Hi @weipienlee
Yeah, I totally get the frustration here — this one feels more like an abstraction leak than something you’re doing wrong.
What’s really happening is:
GPT-4.1 sometimes “tries again” internally if it messes up the JSON (like truncating it). The generations API actually contains those retries. But ainvoke() only returns the first message of the first generation, so if that first one is broken, you never see the corrected version.
So it’s not really a Pydantic problem — it’s just how ainvoke() is currently implemented.
Since you’re intentionally not using with_structured_output(strict=True) (which makes sense if you want scratchpad-style reasoning before the final structured output), here are a couple of practical ways people handle this:
1. Add a small retry on parse failure
If JSON parsing fails, just re-prompt with something like:
“Return only valid JSON matching the schema. No extra text.”
It’s simple, but surprisingly reliable in production — and you still keep your reasoning-first approach.

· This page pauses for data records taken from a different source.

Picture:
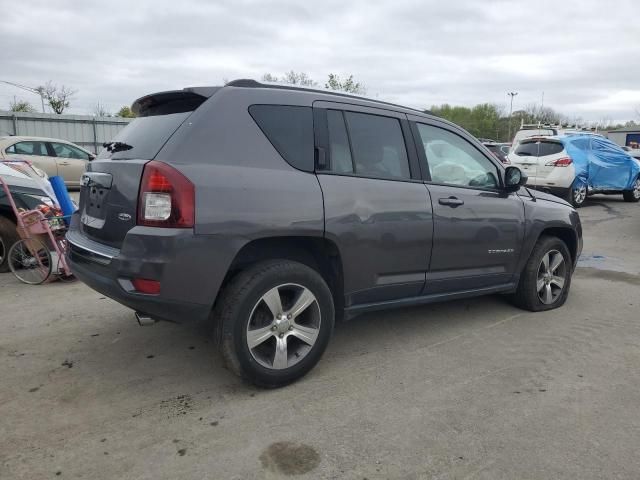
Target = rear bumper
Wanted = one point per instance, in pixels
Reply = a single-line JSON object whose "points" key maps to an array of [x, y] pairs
{"points": [[186, 266]]}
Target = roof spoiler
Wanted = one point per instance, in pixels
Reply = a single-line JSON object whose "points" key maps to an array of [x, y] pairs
{"points": [[172, 101]]}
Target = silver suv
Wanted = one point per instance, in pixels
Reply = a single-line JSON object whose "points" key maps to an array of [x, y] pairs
{"points": [[273, 211]]}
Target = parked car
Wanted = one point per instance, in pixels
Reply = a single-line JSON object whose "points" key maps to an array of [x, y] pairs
{"points": [[28, 194], [634, 152], [275, 210], [55, 157], [575, 166], [539, 130], [497, 149]]}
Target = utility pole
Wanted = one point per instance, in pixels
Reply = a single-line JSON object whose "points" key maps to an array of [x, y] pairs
{"points": [[511, 94], [28, 89]]}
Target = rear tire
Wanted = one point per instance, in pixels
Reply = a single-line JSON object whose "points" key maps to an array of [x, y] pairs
{"points": [[577, 194], [546, 278], [275, 320], [8, 236], [633, 195]]}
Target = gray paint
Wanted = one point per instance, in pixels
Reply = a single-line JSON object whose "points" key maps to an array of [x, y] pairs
{"points": [[397, 244]]}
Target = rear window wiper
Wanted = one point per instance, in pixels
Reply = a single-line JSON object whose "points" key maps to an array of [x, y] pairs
{"points": [[114, 147]]}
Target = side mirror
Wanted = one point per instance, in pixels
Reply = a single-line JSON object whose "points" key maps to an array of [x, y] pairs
{"points": [[514, 179]]}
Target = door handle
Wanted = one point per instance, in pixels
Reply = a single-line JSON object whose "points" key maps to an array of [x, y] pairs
{"points": [[451, 201]]}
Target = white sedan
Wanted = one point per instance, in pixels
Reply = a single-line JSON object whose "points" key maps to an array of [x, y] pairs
{"points": [[53, 156]]}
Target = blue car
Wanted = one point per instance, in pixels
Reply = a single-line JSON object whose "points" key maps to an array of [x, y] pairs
{"points": [[577, 165]]}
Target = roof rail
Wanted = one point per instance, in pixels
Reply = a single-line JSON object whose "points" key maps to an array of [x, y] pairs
{"points": [[250, 83]]}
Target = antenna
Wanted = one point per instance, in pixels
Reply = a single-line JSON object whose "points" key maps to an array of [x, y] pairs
{"points": [[511, 94]]}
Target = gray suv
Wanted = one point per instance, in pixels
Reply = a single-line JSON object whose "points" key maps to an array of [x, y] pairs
{"points": [[276, 210]]}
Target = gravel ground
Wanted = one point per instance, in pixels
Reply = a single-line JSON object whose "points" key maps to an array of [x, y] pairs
{"points": [[467, 389]]}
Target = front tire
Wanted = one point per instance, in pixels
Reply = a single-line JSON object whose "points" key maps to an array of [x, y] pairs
{"points": [[633, 195], [275, 321], [546, 278]]}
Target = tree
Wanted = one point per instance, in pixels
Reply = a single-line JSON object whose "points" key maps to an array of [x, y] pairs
{"points": [[125, 112], [21, 106], [101, 111], [349, 85], [58, 98]]}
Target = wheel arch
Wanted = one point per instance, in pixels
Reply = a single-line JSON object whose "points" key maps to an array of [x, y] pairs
{"points": [[318, 253], [567, 235]]}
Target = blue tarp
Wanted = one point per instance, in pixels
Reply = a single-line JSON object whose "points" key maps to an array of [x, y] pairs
{"points": [[600, 164]]}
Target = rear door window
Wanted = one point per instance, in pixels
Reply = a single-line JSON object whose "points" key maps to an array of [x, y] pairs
{"points": [[539, 149], [290, 131], [377, 146]]}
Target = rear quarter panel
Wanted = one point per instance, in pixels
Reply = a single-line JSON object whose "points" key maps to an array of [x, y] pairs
{"points": [[244, 189]]}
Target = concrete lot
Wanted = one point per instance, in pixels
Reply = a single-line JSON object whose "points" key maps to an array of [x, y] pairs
{"points": [[468, 389]]}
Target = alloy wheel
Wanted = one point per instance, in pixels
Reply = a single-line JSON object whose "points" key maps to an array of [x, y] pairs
{"points": [[580, 194], [283, 326], [636, 190], [552, 273]]}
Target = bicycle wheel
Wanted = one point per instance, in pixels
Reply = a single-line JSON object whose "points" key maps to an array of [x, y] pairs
{"points": [[30, 261]]}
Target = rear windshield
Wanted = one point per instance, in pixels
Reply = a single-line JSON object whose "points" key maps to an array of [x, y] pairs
{"points": [[538, 149], [146, 136], [537, 132]]}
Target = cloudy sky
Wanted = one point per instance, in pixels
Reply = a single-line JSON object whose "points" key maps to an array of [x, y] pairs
{"points": [[584, 55]]}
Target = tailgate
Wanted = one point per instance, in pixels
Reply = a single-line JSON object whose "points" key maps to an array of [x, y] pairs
{"points": [[109, 199], [109, 188]]}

2. Return the last generation instead of the first
If you’re comfortable subclassing, you can override ainvoke() to return:
llm_result.generations[0][-1].message
Instead of [0][0].
In cases where the model internally corrected itself, that usually gives you the fixed version without switching everything to agenerate().
3. Structured reasoning field (if you ever reconsider)
You can keep reasoning by explicitly including it in your Pydantic model:
class Output(BaseModel):
reasoning: str
answer: FinalSchema
Then instruct the model to think in reasoning and put the final structured output in answer.
That preserves reflection but still constrains the final output shape.
If I were optimizing for stability while keeping scratchpad reasoning, I’d probably combine:
That tends to eliminate most truncation issues without making the architecture feel clunky.